Rajshri Media
- Company type: Limited
- Industry: Digital entertainment
- Founded: 1947
- Headquarters: Mumbai, India
- Key people: Rajjat A. Barjatya (Founder)
- Products: Web series Video on demand
- Parent: Rajshri Productions
- Website: rajshri.com

= Rajshri Media =

Digital media company in Mumbai, India

Rajshri Media (P) Limited is a digital entertainment and new media arm of Rajshri Group. The Rajshri.com portal was launched in November 2006 by releasing online Barjatya-produced Hindi movie Vivah, followed by Hattrick, Life in a Metro and Blue Umbrella among others. The company plans to reach its audience through all the four screens: cinema, PC, mobile, TV.

== History ==

On 15 August 1947, Tarachand Barjatya established Rajshri Pictures (P) Ltd., the film distribution division of Rajshri Group.

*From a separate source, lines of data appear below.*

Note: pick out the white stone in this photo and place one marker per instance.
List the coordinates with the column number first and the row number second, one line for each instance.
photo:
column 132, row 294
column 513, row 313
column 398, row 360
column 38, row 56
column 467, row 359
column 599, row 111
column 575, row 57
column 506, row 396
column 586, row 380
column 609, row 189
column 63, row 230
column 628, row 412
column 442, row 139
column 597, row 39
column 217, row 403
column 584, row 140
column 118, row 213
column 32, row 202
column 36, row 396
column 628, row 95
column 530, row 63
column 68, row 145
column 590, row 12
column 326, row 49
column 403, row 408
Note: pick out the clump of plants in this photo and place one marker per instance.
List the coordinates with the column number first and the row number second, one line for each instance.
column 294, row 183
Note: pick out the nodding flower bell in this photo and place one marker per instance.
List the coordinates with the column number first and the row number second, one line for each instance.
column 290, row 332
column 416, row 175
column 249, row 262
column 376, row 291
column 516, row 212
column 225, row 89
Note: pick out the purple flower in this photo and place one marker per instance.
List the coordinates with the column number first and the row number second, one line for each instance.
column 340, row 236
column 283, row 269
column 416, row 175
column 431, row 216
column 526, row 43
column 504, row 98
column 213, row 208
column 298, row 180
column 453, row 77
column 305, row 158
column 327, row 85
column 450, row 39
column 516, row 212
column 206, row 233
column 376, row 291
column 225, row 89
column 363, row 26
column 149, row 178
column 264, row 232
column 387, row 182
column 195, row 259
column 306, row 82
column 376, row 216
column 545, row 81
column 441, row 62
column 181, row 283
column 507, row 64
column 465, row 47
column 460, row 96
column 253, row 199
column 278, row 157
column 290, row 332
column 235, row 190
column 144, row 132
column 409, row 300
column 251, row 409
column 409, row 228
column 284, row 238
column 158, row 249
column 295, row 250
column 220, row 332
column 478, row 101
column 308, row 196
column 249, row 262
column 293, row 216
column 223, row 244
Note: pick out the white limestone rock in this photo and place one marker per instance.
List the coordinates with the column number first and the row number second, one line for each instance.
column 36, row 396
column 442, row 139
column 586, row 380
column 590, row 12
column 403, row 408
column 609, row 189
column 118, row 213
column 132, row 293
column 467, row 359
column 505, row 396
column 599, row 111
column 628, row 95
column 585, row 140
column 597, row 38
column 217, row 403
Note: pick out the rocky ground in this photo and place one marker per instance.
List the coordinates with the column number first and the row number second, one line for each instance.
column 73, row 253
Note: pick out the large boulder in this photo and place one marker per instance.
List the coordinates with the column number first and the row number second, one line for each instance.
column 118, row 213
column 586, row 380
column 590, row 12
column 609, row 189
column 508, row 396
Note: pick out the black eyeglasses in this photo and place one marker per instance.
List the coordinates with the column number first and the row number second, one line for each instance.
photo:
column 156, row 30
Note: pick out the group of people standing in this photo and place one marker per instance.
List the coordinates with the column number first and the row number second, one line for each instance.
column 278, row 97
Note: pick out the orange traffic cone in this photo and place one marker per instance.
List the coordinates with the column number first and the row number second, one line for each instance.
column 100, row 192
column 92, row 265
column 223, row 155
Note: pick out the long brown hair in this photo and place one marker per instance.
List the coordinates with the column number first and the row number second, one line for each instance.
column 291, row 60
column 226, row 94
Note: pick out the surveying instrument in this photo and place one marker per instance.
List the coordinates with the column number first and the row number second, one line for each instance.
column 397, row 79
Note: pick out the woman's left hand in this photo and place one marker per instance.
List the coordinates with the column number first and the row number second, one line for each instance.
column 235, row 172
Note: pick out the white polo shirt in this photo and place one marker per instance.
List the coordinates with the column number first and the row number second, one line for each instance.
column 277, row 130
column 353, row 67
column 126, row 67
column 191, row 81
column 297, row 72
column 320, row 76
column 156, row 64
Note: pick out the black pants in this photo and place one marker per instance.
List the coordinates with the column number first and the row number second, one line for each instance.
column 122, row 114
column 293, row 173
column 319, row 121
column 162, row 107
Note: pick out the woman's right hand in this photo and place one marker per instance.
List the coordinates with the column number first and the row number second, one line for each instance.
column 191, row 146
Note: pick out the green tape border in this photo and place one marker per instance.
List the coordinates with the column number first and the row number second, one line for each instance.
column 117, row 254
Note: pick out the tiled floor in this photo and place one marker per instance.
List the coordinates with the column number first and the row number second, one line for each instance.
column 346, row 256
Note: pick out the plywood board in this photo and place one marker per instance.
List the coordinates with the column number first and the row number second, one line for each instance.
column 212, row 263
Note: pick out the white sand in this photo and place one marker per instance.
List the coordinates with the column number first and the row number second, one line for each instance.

Its first release was Aarti which was followed by the release of Dosti, a non star-cast film. Dosti was presented the National Award for the Best Hindi Film of the Year (1964) and it also won 5 Filmfare Awards.

==Productions==

===Web and Mobile TV Shows===

Rajshri Media has taken initiatives in creating shows for both web and mobile. Akbar Birbal Remixed is India's 1st show for web and mobile. It has in total 90 episodes. The episodes are three minutes in length and are available in SMS, MMS, video and audio formats. The content will be released initially on web and mobile and subsequently formatted for TV, home video and Radio.

===Video on demand===

Rajshri Media is also offering Video on demand (VOD) services containing both streaming video and downloadable content to a devices such as a computer, digital video recorder, personal video recorder or portable media player for viewing at any time. The company offers a wide range of genres like animation, TV shows, TV channels and movies.